FOLLOWING A WEEK overflowing with hope and expectation.
Aspirations which Ulster fell just short of and Leinster triple-jumped across, here we are back with the same old Ireland debacle.
At the announcement, Declan Kidney said he would aim to win the series. It’s empty talk.
He says you cannot experiment against the All Blacks. We’d all like to know who he would experiment against.
Despite three new faces and the return of Dan Tuohy and Darren Cave, the squad is stale. With the old heads in situ it is highly unlikely that we will see many changes when 33 is whittled down to a match-day squad of 22.

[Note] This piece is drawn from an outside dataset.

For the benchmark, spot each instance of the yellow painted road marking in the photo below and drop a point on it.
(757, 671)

The four positions left open have already been ear-marked, but here is who we think should have been involved from the outset.

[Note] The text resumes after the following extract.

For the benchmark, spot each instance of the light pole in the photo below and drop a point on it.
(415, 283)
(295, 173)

Ulster’s back-up scrum half is the most likely of this quintet to travel, but he is currently on the provisional Barbarians squad.

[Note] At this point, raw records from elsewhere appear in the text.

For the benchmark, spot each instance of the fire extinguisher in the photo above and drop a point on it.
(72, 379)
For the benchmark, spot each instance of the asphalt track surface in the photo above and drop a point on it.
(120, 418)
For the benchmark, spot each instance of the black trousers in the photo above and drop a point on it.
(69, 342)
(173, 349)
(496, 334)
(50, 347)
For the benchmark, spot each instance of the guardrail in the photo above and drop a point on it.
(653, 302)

The 26-year-old has been tremendous this season, only kept out of the first team by the best number nine in Europe. Ireland is well stocked in this position, but Marshall is approaching his prime and needs to be blooded sooner rather than later.
With Ian Humphreys gone from Ulster, Ruan Pienaar will be needed to cover at fly-half more often, so Marshall will get more opportunity to start next season. Will he still be uncapped when the 2013 Six Nations come around?
Player he should replace: Isaac Boss
McLaughlin has been central to Leinster’s success this season. He gets through a Trojan amount of work at the breakdown and has become a line-out leader for the three-time Heineken Cup champions. Were he in the squad, it would allow Donnacha Ryan settle in at second row.
Player he should replace: Donncha O’Callaghan.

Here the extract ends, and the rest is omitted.